Two other themes that run through the stimulus debate are also briefly worth addressing. First, various proposals for tax cuts or spending increases are often promoted as paying for themselves. However, in reality, when spending projects are assessed or the effects of tax cuts are calculated, one rarely ever finds anything of this nature.
Second, arguments that we can provide stimulus by financing spending from off-balance sheet borrowing or from the National Pension Reserve Fund appear to be based on the idea that our fiscal problems are merely a measurement issue—that the only thing that really matters is the deficit as measured by Brussels. This is not a useful way to think about the difficult decisions required in putting the state on a path towards long-term fiscal solvency.

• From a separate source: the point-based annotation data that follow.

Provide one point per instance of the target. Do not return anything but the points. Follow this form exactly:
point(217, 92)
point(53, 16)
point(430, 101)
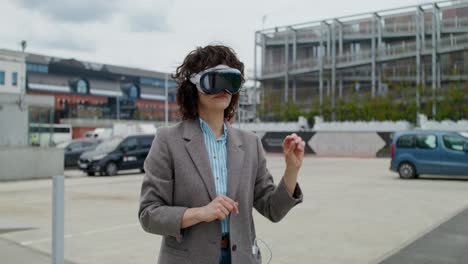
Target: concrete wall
point(24, 163)
point(14, 115)
point(13, 121)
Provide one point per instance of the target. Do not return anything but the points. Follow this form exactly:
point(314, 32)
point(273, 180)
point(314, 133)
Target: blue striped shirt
point(217, 154)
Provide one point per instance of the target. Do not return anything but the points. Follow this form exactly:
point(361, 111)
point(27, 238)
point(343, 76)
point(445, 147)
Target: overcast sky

All of the above assumes, of course, that fiscal stimulus would be highly desirable if only it could be implemented. However, anyone who’s gotten this far into this post almost certainly knows that fiscal multipliers in small open economies are very small, so the gains are much more limited than could be attained in larger economies. And balanced-budget spending multipliers for Ireland may be negative. So while we are not in a position to implement a stimulus package, it wouldn’t be very effective even if we could. (The apparent lack of folk memory of the consequences of Fianna Fail’s 1977 manifesto is a bit surprising to me.)

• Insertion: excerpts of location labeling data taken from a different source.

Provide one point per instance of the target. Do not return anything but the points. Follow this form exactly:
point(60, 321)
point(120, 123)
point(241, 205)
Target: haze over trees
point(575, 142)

So why are there constant calls for stimulus? Is it that the various groups calling for it don’t agree with the analysis above? Partly, perhaps. What’s also going on, however, is that calls for stimulus are an excellent way to provide cover for what are, in essence, standard appeals for fiscal favours for various interest groups who are struggling in the recession. Businessmen want targeted tax cuts and subsidies, builders want capital spending, trade unions want measures that look like they are dealing with unemployment, and all in the name of stimulus. And, of course, opposition political parties want to appear to have “positive and innovative” proposals.
Before I get attacked as a curmudgeon (it’ll happen anyway) I want to emphasise that I’m not arguing against genuine efforts to rebalance public spending and taxation in ways that allow us to reduce to fiscal deficit while doing as little damage as possible—both spending and taxation need to be refocused in ways that make them more efficient. But simplistic talk of the need for stimulus is not very helpful.